Francisco Apaolaza

Carta abierta a mi contacto de whatsapp

Te confieso que cada invitación a no comprar producto catalán me empuja a salir de noche a una tienda 24 horas y llevarme dos palés de cava.

Si rebotas a mi whatsapp todos los memes que te llegan de la gente y te agradezco que pienses en mí, quizás estoy siendo cortés. De todas las cosas que me ha dado la tecnología, ese chorreo lastimante es de las más prescindibles. No necesito el vídeo del mono con la metralleta, ni el de la puesta de sol en La Concha con algún mensaje sin serif, ni la monería del pollito, menos aún la del gato. Puedo vivir sin el humor de serie, ni el atropello del chino, ni la borrachera del ruso, ni el burro al que levanta el peso de su carro, ni toda esa ametralladora de sorpresa cansada. Tampoco necesito ver al tipo explotando, al que le atropella el tren, al que le dan una paliza, al que salta a la piscina desde el balcón del tercer piso y cae en el bordillo. Hace tiempo que alcancé mi cupo de charcos de sangre por pisar.

Entiendo tu deseo de divertirme, pero salvo los niños gordos, que siempre me cayeron bien, estoy empezando a no encontrarle la gracia a las bromas y, en realidad, me lo paso bastante bien solo. Reivindico el derecho a aburrirme y al silencio. Ya no me ponen tierno ni las señoras desnudas que me mandas. También agradezco el intento por hacerme una persona de bien, pero ruego que desistas. Estoy demasiado instalado en mis errores y todo lo que no es error va camino de la duda. En lo que me quede de vida pienso abandonar casi toda certeza, así que no me mandes más memes simplificando el mundo, ni más análisis obscenos, proclamas totalitarias, xenófobas, filofascistas, ni todas esas noticias y últimas verdades «que nunca leerás en los grandes medios» donde naturalmente no aparecen porque son mentira.
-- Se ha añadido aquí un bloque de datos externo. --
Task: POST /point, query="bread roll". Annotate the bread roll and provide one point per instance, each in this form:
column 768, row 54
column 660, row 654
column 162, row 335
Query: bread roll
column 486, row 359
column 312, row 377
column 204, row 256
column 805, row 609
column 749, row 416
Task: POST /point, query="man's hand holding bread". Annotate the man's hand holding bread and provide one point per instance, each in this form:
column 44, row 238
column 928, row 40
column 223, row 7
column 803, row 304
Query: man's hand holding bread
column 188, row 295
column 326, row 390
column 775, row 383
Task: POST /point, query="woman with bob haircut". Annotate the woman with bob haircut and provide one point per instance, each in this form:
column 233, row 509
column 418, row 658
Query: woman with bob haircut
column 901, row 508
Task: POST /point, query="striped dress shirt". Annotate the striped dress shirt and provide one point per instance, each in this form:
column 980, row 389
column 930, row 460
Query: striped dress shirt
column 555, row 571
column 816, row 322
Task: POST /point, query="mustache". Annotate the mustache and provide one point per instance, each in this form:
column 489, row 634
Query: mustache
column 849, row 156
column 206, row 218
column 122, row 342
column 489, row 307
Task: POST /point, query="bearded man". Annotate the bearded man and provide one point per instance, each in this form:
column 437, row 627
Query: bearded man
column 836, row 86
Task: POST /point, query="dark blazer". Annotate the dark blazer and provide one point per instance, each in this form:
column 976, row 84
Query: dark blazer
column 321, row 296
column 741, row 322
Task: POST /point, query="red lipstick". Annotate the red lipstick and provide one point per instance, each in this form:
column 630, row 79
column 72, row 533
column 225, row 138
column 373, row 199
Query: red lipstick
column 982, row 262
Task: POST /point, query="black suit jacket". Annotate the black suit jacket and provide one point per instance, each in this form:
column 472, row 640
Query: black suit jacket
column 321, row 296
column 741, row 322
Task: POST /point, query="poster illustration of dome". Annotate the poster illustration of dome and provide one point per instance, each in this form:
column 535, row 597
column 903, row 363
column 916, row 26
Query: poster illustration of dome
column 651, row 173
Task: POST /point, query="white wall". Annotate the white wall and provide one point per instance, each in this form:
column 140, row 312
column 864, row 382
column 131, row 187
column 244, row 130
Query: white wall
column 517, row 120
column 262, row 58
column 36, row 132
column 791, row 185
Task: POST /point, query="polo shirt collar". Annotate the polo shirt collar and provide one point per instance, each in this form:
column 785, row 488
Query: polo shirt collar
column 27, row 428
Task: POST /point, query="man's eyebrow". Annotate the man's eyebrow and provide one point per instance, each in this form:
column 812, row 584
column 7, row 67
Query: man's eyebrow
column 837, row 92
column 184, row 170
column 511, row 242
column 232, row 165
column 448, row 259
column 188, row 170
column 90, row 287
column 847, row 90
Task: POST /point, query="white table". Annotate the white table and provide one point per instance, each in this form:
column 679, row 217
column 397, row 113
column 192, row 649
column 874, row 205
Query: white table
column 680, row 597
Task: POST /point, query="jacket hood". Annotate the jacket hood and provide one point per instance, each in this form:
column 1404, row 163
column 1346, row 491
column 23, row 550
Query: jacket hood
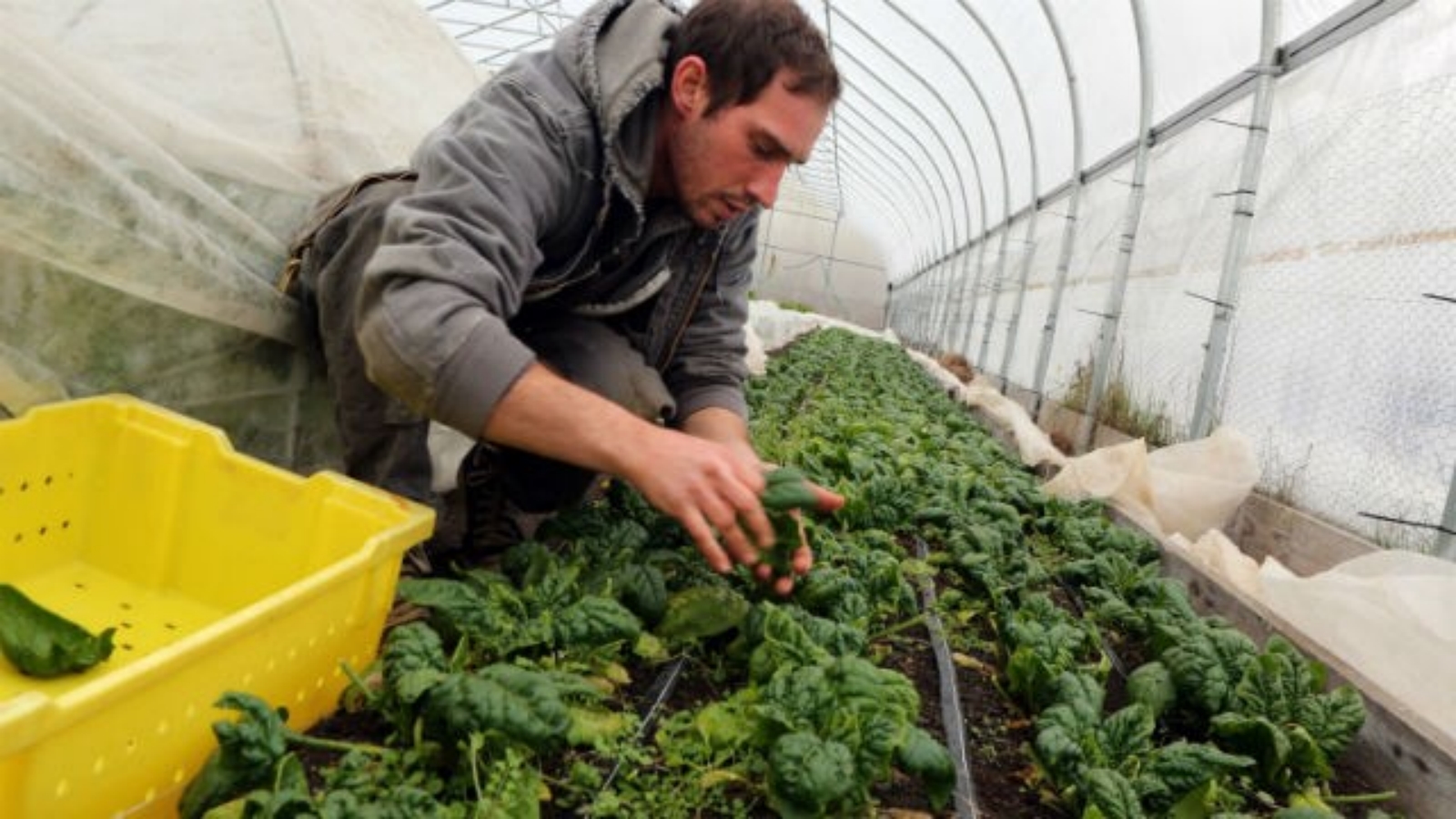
column 615, row 51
Puedes ahorrar tus energías en hacerme creer que los inmigrantes chupan de la teta de España, los niños refugiados son los suicidas del mañana, todos los políticos son ladrones; los musulmanes, unos terroristas; los catalanes, tontos y los de Podemos, guarros. Y no: en España hay cuatro millones de coches oficiales. Piénsalo tú. Piensa lo que quieras, pero no me lo expreses a mí, porque la única idea que me sugieres es tirar el teléfono al cubo de la fregona.

Puedes ahorrarte también las cadenas de energía positiva, las solicitudes para firmar una causa de sobreexcitación solidaria y todos los tipos de boicot. Te confieso que cada invitación a no comprar producto catalán me empuja a salir de noche a una tienda 24 horas y llevarme dos palés de cava. A los perros de Mónica los adoptaron en 2006.
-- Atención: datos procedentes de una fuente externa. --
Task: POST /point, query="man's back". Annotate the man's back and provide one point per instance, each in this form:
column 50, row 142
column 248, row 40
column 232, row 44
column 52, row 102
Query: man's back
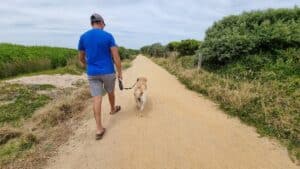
column 97, row 44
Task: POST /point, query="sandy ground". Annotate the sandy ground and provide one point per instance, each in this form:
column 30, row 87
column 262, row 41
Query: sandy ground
column 60, row 81
column 179, row 130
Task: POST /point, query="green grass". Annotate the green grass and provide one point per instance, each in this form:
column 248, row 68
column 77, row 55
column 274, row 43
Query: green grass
column 19, row 102
column 271, row 106
column 18, row 59
column 16, row 148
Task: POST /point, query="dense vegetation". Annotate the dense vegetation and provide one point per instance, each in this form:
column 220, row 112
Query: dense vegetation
column 252, row 68
column 18, row 59
column 184, row 47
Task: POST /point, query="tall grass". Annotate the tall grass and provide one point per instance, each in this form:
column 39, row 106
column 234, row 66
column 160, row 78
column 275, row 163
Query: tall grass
column 18, row 59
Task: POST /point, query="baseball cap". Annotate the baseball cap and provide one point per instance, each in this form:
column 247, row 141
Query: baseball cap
column 96, row 17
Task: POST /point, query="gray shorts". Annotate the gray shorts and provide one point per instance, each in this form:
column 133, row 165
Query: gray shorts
column 102, row 83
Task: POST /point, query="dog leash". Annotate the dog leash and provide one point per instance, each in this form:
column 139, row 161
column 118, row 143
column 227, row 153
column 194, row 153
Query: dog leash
column 121, row 86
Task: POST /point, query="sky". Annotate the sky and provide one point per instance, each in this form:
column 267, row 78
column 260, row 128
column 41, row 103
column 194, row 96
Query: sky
column 134, row 23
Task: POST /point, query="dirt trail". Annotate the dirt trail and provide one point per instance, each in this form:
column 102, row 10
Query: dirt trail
column 179, row 130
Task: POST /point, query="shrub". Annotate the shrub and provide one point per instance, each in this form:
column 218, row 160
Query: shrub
column 235, row 37
column 188, row 47
column 154, row 50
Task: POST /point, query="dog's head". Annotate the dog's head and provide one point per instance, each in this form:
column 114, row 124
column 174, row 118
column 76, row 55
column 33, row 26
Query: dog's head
column 138, row 93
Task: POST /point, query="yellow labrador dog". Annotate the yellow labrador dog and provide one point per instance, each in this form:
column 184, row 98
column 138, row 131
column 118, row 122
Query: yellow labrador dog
column 140, row 92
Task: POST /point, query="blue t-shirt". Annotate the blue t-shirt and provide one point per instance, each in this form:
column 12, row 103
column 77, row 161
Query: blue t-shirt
column 96, row 44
Si compartimos un grupo de compañeros de la infancia, te eximo de la carga de enviar constantemente fotos, vídeos. No hace falta discutir de todo ni abrir cada jueves un debate sobre Proudhon y la anarquía. No me importa lo que pienses de la anarquía. Si hemos estado 25 años sin vernos es porque quizás no teníamos nada que decirnos.

No quiero que te vayas, solo que ignoremos un poco el uno al otro. No quiero ser parte de tu rutina de enviar. Para mí eres más que el eco de otros, o no, pero eso no va a cambiar porque me envíes cosas. Puedes no escribirme; si ya te quiero, te voy a querer igual. Desaparece sin culpa y de pronto un día dentro de veinte o treinta años, si te acuerdas de mí, cuéntame que has sido abuelo, que has metido un gol o que ha llegado la primavera a tu barrio. Dime «Hola, Chapu, hoy hace sol» y calla lo demás.